President Trump and Ukraine’s Volodymyr Zelensky met at the NATO summit in Turkey, and the U.S. announced two concrete moves: it will buy Ukrainian-made drones and grant Ukraine a license to co-produce Patriot interceptors domestically, shifting long-running uncertainty about American support for Kyiv.
The meeting on the sidelines of the NATO gathering produced announcements that change the practical support picture for Ukraine. After months of back-and-forth and a public low point in the Oval Office in February 2025, the tone between the two leaders now looks markedly different. Trump framed the thaw as unexpected but real.
Trump told reporters Wednesday: “We’ve actually developed a good relationship. It’s hard to believe, right? From the Oval Office to now, I think we’ve developed a very good relationship.” Those words came with two headline-grabbing commitments that Ukraine has pursued for years. One is a Patriot co-production license, the other a purchase of Ukrainian drones.
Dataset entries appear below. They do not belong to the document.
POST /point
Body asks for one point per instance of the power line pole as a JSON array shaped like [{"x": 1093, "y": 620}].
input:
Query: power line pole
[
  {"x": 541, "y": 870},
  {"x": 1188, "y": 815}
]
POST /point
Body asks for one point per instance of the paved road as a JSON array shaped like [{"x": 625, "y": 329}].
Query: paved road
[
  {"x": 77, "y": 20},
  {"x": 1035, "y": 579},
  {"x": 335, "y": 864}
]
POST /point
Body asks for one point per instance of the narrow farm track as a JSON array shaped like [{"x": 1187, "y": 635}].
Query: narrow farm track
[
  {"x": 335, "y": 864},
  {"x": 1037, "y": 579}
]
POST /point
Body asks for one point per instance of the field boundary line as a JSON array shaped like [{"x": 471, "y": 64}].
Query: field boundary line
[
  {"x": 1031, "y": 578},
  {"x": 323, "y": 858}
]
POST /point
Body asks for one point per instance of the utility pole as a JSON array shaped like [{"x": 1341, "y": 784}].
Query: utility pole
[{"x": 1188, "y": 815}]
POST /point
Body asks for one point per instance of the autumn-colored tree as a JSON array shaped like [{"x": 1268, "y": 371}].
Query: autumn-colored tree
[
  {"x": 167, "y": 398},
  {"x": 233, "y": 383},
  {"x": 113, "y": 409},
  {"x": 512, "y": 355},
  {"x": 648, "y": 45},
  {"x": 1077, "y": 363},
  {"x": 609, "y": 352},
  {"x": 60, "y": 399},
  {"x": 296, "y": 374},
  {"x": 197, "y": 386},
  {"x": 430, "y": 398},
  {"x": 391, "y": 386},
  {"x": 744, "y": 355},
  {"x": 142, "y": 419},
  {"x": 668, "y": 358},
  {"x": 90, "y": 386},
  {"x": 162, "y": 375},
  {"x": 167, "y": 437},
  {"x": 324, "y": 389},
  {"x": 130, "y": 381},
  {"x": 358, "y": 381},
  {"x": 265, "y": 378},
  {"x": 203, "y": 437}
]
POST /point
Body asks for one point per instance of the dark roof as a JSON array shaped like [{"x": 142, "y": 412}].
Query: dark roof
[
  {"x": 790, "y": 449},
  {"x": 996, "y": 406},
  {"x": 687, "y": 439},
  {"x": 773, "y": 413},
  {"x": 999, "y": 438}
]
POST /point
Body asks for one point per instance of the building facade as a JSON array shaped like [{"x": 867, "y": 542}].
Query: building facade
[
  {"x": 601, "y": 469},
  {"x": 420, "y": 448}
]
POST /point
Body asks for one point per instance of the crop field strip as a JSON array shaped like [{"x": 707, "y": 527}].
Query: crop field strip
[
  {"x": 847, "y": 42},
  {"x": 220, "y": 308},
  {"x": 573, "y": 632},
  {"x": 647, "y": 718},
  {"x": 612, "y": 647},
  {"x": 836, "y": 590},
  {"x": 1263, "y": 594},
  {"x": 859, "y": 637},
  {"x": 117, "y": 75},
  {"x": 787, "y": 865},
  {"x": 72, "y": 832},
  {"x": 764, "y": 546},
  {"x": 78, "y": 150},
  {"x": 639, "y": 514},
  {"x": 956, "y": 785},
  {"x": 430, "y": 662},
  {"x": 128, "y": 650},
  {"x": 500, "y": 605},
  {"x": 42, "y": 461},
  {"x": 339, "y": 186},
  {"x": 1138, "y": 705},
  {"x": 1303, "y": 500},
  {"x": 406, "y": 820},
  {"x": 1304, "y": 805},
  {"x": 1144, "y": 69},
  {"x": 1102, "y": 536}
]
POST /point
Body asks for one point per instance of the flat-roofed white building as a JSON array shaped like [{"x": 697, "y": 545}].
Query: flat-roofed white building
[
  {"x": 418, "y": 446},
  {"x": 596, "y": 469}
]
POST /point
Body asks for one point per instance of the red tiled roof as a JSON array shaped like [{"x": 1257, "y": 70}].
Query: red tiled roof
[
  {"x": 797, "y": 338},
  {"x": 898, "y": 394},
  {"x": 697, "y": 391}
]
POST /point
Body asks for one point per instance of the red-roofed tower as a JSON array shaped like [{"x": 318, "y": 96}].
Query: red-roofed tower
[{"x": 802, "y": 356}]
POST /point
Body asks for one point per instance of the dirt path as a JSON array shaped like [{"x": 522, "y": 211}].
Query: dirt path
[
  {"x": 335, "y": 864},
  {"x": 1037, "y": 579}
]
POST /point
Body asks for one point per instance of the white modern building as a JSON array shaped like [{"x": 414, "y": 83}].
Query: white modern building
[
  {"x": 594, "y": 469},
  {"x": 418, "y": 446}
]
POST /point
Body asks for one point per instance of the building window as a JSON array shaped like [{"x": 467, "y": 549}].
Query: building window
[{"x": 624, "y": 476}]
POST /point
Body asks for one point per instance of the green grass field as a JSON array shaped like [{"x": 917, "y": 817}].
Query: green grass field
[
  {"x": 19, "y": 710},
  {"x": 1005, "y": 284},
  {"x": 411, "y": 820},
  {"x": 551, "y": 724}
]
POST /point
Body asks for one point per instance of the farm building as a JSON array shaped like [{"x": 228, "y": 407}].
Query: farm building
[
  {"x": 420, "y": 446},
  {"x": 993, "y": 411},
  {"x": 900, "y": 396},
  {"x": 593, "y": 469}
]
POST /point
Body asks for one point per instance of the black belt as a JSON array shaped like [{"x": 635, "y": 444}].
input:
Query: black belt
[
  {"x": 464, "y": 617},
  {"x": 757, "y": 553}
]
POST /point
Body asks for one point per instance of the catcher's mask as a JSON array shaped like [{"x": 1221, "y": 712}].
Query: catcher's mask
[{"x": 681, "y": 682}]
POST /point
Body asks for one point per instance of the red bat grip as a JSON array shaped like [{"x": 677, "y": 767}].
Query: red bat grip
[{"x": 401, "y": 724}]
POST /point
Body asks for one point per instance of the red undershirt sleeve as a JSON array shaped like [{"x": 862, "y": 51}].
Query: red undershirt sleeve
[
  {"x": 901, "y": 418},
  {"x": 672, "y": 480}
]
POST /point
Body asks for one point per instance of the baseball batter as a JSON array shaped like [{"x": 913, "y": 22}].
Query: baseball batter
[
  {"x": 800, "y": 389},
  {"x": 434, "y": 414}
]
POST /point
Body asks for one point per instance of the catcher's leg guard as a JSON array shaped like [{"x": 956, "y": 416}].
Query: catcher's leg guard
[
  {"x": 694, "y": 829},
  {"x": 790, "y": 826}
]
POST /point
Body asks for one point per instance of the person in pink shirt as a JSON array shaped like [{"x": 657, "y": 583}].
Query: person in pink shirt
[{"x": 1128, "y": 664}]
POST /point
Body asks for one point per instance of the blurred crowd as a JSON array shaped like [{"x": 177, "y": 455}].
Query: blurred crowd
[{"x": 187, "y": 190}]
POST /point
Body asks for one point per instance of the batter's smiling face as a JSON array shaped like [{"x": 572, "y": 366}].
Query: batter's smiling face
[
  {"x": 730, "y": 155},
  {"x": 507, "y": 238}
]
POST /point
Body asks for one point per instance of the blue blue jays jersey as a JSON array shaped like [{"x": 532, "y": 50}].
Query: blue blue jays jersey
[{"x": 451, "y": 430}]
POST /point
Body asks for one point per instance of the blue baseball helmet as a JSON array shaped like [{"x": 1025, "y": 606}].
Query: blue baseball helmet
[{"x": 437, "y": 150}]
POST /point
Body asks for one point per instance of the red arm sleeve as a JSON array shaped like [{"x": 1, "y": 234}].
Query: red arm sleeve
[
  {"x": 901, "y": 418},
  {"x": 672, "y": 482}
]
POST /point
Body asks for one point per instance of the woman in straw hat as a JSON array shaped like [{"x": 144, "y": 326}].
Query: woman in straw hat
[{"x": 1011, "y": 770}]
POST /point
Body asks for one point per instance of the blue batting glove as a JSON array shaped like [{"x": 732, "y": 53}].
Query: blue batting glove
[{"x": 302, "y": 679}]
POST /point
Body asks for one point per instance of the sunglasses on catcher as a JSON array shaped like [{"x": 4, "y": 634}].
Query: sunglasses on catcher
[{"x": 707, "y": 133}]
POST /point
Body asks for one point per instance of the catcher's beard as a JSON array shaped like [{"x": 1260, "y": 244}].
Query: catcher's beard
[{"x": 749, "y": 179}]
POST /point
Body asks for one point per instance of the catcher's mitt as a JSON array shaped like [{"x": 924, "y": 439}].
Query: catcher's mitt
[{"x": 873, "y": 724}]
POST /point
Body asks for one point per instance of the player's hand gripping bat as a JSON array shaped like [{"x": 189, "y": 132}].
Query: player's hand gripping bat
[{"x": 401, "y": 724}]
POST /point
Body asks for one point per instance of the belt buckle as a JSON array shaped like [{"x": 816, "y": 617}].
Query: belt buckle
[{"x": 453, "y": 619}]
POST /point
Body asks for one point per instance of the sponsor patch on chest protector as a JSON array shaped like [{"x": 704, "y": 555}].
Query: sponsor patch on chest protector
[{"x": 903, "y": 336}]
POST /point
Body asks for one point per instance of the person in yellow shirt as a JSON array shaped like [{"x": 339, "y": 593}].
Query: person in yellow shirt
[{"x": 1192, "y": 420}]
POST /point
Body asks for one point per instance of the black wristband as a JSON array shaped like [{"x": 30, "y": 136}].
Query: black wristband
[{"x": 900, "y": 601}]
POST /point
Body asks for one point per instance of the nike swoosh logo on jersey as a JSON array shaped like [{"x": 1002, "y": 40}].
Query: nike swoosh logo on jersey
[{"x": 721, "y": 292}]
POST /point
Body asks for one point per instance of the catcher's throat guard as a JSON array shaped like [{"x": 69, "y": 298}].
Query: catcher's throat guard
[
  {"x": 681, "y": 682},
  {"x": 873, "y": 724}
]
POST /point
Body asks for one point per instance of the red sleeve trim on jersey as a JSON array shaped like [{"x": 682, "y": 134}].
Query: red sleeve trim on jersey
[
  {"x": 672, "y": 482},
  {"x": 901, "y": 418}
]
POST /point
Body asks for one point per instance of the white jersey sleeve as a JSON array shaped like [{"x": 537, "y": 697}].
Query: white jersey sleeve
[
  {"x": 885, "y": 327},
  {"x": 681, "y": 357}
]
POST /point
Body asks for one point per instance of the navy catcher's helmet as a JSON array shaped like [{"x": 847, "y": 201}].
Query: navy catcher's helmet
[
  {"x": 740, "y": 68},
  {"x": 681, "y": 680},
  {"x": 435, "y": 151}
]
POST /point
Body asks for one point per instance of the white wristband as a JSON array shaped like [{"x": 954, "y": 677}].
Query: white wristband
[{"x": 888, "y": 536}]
“We’re going to give a license to you to make Patriots. That’s pretty cool, right? This way you can’t complain that we’re not giving them enough.”
The Patriot license is the bigger operational prize. Ukraine has long lobbied to produce interceptors at home after being denied by the previous administration, and the decision immediately changes the supply conversation. Lockheed Martin manages a heavy global backlog, and the Pentagon has been the arbiter of priorities for years.
A critical shortage of Patriots has left Ukraine vulnerable to Russian ballistic missile salvos at a time when Moscow has increased their intensity. A recent Russian barrage struck Ukraine with 23 missiles that went entirely unintercepted, killing at least 22 people and injuring 56, underscoring the urgency behind Kyiv’s push for local production. Trump acknowledged the U.S. also faces limits on available interceptors, partly because of other regional conflicts.
Trump estimated Ukraine could begin producing interceptors within two to three months, a brisk timeline that industry and independent analysts have not confirmed. If the license becomes concrete, Ukraine would join a small group of nations authorized to make Patriots. That prospect reshapes how Kyiv could defend cities and infrastructure in the short term.
“Expanding cooperation on Patriot missile capabilities reflects a shared understanding that Ukraine must have the means to protect its people and critical infrastructure.”
The drone purchase announcement is quieter but strategically meaningful. Buying Ukrainian-made drones signals confidence in Kyiv’s defense industry and injects cash and credibility into domestic production lines. It also responds to a long-running request from Kyiv for tangible, deployable systems that can affect battlefield dynamics now.
Trump described Ukraine’s cross-border operations into Russia as an escalation with purpose, arguing these moves could increase pressure on Moscow. “It’s an escalation, but it’s also an escalation that could help lead to an end,” he said. “I don’t think he likes what’s going on. I don’t think he’s thrilled with what’s happening. There’s a lot of pressure on President Putin to get it done.”
Bipartisan congressional figures traveled to the summit and met separately with Zelensky, signaling unusual cross-party alignment on practical measures. Their joint statement put it plainly: “Putin is at his weakest position in years and real sustained pressure can finally bring this war to a close.” That kind of blunt assessment helps frame the decisions in Ankara as both strategic and political.
“Many suspected that Ukraine would remain in the background because it could be a divisive issue within the alliance. Instead, several impactful and concrete announcements were made that will have an effect on the battlefield.”
The NATO summit in Ankara produced other big moves that fed into the moment, from signaling a reset in ties with Turkey to threats about troop posture in Europe tied to burden-sharing. The Iran situation also flared during the meetings, with Trump declaring the U.S. ceasefire with Iran “over” after Iranian attacks prompted retaliatory strikes, adding urgency to an already crowded diplomatic calendar.
Despite momentum, key details are missing and matter a great deal. The Patriot co-production license was announced without public terms, duration, or implementation steps, and Lockheed Martin has not provided a public response. The drone purchase lacks specifics on models, quantities, and costs, leaving room between headlines and actual deliveries.
Announcements from the summit now face the hard work of turning words into contracts and production lines. Kyiv publicly urged that these signals become firm decisions, and U.S. officials will need to coordinate with industry to close the gap. For a nation under missile threat, speed and clarity are not just bureaucratic concerns, they are lifesaving ones.